Sweeney Todd – ein Musical


Oder ein Grusical?

Gestern wurde das Geburtstagsgeschenk für meinen Mann eingelöst: Premierenkarten für das Musical Sweeney Todd im Theater Lübeck. Wir kannten bereits den Film mit Johnny Depp in der Hauptrolle und wussten deshalb um die rabenschwarze Geschichte, die in Teilen doch sehr makaber und blutrünstig ist, also nichs für zartbesaitete Personen.

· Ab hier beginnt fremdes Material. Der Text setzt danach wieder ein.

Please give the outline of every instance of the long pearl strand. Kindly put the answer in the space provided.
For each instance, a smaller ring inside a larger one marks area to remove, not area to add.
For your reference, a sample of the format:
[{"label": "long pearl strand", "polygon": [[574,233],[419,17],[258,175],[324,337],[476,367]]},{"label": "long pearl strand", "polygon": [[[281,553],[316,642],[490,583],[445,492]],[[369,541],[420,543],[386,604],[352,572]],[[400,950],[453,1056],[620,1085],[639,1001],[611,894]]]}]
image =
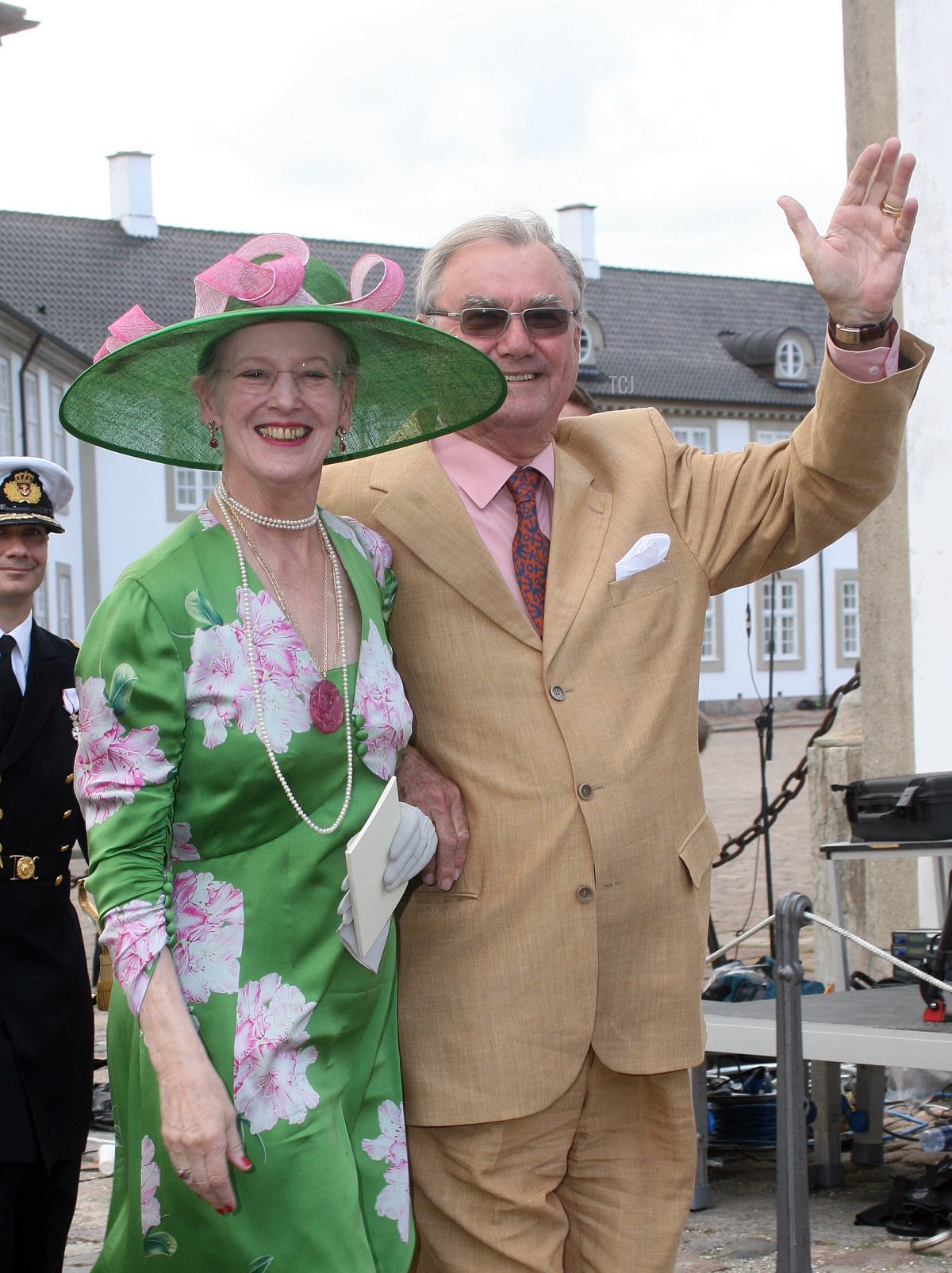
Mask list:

Ein Theaterabend in Lübeck wird immer eingeleitet von einem Restaurantbesuch. Auch dieses Mal entschieden wir uns wieder für das Restaurant Shanghai, nur wenige Schritte vom Theater entfernt. Es ist das älteste Chinarestaurant in Lübeck. Es wurde 1966 an anderer Stelle eröffnet. Wer das „typische chinesische Ambiente“ erwartet, wird enttäuscht sein. Die Räume sind modern eingerichtet, es ist aber nicht ungemütlich. Auch das Geschirr entspricht nicht dem Klischee, welches man sonst erwartet. Dementsprechend sind die Speisen auch „anders“ als in einem üblichen Chinarestaurant.

Aber zurück zum Theater, das sich unter einem blauben Herbsthimmel, und angestrahlt von der bald untergehenden Sonne, dem Premierenpublikum präsentierte. Ein gutes Zeichen?

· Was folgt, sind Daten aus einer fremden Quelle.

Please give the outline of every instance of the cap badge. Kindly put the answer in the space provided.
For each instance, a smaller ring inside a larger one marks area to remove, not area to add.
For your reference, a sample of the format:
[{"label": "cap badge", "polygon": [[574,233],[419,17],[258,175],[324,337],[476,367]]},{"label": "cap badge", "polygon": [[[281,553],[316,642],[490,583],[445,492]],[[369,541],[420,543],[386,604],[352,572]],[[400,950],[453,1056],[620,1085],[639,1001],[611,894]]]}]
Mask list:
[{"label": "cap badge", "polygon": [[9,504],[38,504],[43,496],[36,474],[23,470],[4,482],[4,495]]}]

Als wir das Parkett betraten, stockte mir erstmal der Atem. Vom Proszenium, bis hinenein in den Zuschauerraum und entlang der Ränge, wallten Bahnen von dursichtiger Kunststofffolie, wie man sie zum Abdecken bei Renovierungsarbeiten kennt. Bernd sagte dann auch: Ah, hier wird renoviert. Als sich endlich der Vorhang öffnete, erkannten wir, dass auch an den Seiten und am Hintergrund der Bühne solch Folien hingen. Mir war schon klar, dass der Sinn daraus bestehen sollte, das Licht gut zu reflektieren, besonders das rote Licht bei den blutrünstigen Szenen. In Kenntnis der Handlung weiss man auch, dass sich mit so einer Folie Blutspuren verhindern lassen.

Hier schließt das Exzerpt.